絶好調の3番が慶応を春の王者に導いた。初回、渡邊千は甘く入ったスライダーを左翼席に運び、勢いをもたらす先制2ラン。2回に適時打を放つと、4回にはまたも左翼席に2ランを叩き込んだ。ハマスタで完璧なアーチを2本描き、横浜、東海大相模を破ってきた相洋に大勝。観衆1万人が詰めかけたGWに大歓声を浴びた。
高校通算14本塁打に伸ばした背番号7は「2本目は打ってちょっとしてから『行ったかな』と思った。最高でした」と会心の笑み。大車輪の活躍に森林貴彦監督も「渡邉千之亮様様ですよね」と感嘆。「今は伸び盛りで、ほっとけば成長する時期。あまり細かいことは言わず、自分の考えでやらせている」と全幅の信頼を明かした。
関東大会4強でセンバツ切符を掴んだ昨秋はスタメン外だった。「打撃に自信がなくて、今みたいに思い切って打席でフルスイングできなかった」と渡邉千。冬はウェイトトレーニングで下半身を重点的に鍛えた。75キロだった体重を82キロまで増量。ベンチプレスは20キロ、デッドリフトは30キロも最大重量を伸ばした。

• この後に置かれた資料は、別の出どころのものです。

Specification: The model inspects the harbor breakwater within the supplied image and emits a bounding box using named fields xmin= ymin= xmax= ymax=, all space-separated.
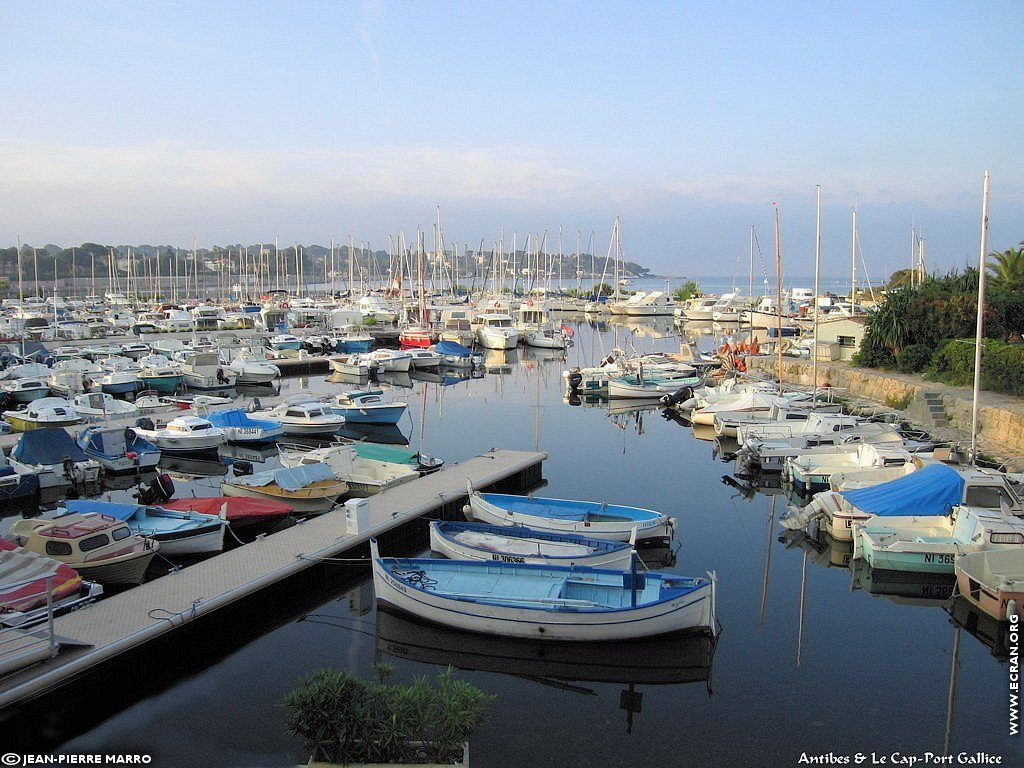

「今日の1本目(の本塁打は)ギリギリだったけど、あれは体重を増やしたおかげかな」と笑い、冬に取り組んできた成果を実感。茨城出身でシニア、中学、高校いずれも同じ先輩・柳町達(ソフトバンク)に憧れ、「逆方向に強い打球を打つことが課題。どのコースにも簡単に投げられない打者になりたい」とさらなる成長を描く。
地元開催の関東大会(保土ケ谷)は21日の初戦で木更津総合(千葉2位)と対戦する。「チームの目標は関東大会優勝。でも先を見すぎず、まずは一戦一勝でいきたい」と冷静だ。2季連続甲子園切符がかかる夏の第1シ―ドも決まったが、「ここで傲慢にならず、挑戦の気持ちを忘れずに行きたい」と謙虚さを崩さなかった。